For homeowners wishing to sell, the question often arises when to cancel their house insurance. While the fine print within residential conveyancing contracts – the Standard Conditions (Fifth Edition) – provides that the buyer takes over the ‘risk’ of damage and destruction from and including the day of exchange of contracts, Sellers are advised not to cancel their own buildings insurance until the day of completion and only once the seller’s conveyancer confirms the sale is complete.

This is because the buyer might withdraw from the purchase even after exchange of contracts, or you as the seller might default allowing the buyer to withdraw leaving your property uninsured.

As for the buyer, if the risk passes on exchange, then that is when they should insure, and many mortgage companies will also require it. Only an alert conveyancer might be able to reverse the risk passing and allow the buyer to refrain from insuring until completion. But such a decision should be carefully discussed between conveyancer and buyer.

Indeed, in very limited circumstances, there might even be a right for either party to terminate a contract before completion where for instance the property has been destroyed – and a sudden panic by the seller ensues to recall if they continued to insure.

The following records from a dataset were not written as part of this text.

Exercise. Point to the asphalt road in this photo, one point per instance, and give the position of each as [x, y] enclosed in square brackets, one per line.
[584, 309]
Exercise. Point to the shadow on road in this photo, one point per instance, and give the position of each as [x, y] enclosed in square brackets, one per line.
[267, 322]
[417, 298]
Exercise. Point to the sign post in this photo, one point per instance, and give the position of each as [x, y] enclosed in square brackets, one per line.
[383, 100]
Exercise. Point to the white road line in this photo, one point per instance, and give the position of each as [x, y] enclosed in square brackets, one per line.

However, whilst the buyer will invariably insure from exchange of contracts, they should nevertheless seek out an insurance quote as early as possible. Why is this?

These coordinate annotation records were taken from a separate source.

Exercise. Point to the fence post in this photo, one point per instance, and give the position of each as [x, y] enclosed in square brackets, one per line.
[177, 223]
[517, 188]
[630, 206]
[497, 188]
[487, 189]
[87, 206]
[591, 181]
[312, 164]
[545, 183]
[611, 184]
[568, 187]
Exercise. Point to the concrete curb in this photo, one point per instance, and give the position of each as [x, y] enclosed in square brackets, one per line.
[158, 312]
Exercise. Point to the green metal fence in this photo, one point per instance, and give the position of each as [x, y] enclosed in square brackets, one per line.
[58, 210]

Is the premium much higher than expected due to the property’s risk of flooding, it’s previous flooding, or it’s likelihood of flooding? Is flood insurance or subsidence insurance even covered for the property? Mortgage Lenders have a standard requirement for both to be insured and as a result, homeowners could find it difficult to get the mortgages on their dream home, leaving a chain of hopeful people sorely disappointed many weeks down the line instead.

Until June 2013, there exists an agreement between the Government and the Association of British Insurers (ABI), called the Statement of Principles, that obliges insurance companies to offer flood cover as part of standard insurance policies where they are at significant risk of flooding,  if there are plans in place to reduce that risk within five years. However, in 2008, it was agreed that this current Statement of Principles would not be renewed. This now increase the risk of far more houses being at risk of no flood insurance cover being available. (Worryingly, the Statement of Principles does not apply to homes built since 1 January 2009. Therefore there is no obligation for insurers to offer cover against flood risk for newly-built property. Developers and customers purchasing a property in a new development are encouraged to make sure that the risk of flooding is at a bare minimum.)

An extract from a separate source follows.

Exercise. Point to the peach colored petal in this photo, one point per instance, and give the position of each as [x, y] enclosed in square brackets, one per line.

Indeed, many other suggestions revolve around providing people with information about flood risk before buying a home, encouragement to fit flood prevention measures, better data sharing between the various bodies that are involved in assessing flood risk (including local authorities, the highways agency, water companies, commercial data providers and the insurance industry).

As a result, conveyancing solicitors are being bombarded with search companies selling ‘Flood Searches’ (or more accurately ‘Flood Data Searches’) which give the impression of some miracle solution but as stated on the Defra website, “the flood data currently published gives information on risk for the general location of a property, rather than for an individual building. It does not usually take account of specific features of your home or business premises, for example, the elevation of the ground floor or whether it has a basement or cellar. You may be able to show that your property is at a much lower risk of flooding than the general area in which it is situated.”  Defra go on to state that “Action taken by the Government, communities, individuals and businesses to reduce levels of local flood risk is the best way of keeping insurance available and cover affordable over the long-term. One of the best ways to do this is for property owners and residents to reduce the chance of their own home being flooded and to minimise the size of any claim should flooding take place….. In some cases specialist brokers may be able to provide better terms than mainstream insurers. Specialist brokers can be found through the British Insurance Brokers’ Association consumer helpline on 0870 950 1790 or via the online their ‘find a broker service’. Consumers can also contact the ABI if they feel they have been unfairly treated by an insurer. They can be reached on 020 7600 3333 or via the ABI website.”

However, the Government still remain in negotiations, and one option remains levy a 6% tax on buildings and contents insurance to be used to protect vulnerable properties until a replacement for the Statement of Principles is in place.